6 min read
Passphrases are 2× more memorable and exponentially harder to crack. The research is conclusive.
Security advice has long been a mess. 'Use a password with uppercase, lowercase, numbers, and symbols.' The result? P@ssw0rd1. Completely predictable, utterly useless. The password requirements that were supposed to make us more secure made us less secure by creating predictable patterns.
Entropy measures unpredictability. For passwords, it's calculated as log₂(C^L) where C is the character set size and L is the length. A random 8-character password using 95 printable ASCII characters has about 52.6 bits of entropy. That sounds solid — until you factor in that humans don't pick randomly.
A 2015 study by researchers at Carnegie Mellon found that passphrases generated via Diceware were significantly easier to remember after a two-week delay compared to system-generated random passwords of similar entropy. Human memory is optimized for words and stories, not random character strings.
The Diceware Method
Roll five dice. Look up the resulting number in a word list. Repeat 5–6 times. The result — something like 'staple-lamp-river-tower-grape' — is effectively impossible to brute-force and significantly easier to remember than 'X7#mK!2q'.

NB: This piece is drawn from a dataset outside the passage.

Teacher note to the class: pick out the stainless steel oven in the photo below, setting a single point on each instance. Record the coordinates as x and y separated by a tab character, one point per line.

Analysis of the RockYou2024 dataset (10 billion leaked passwords) reveals that the vast majority of 'complex' passwords follow predictable patterns: a dictionary word with a number appended, a year, or a symbol substitution. These are trivially cracked by modern rules-based attacks.
For a memorable master password or recovery passphrase, a 5–6 word Diceware passphrase is both more secure and more memorable than any complex password a human is likely to create. For everything else, use a password manager to generate and store fully random credentials — which NeuroKey does by default.
Bottom Line
Passphrases are not a compromise between security and usability. They are, for human-memorized secrets, the optimal solution on both dimensions. The password complexity rules of the 2000s were based on assumptions that turned out to be wrong.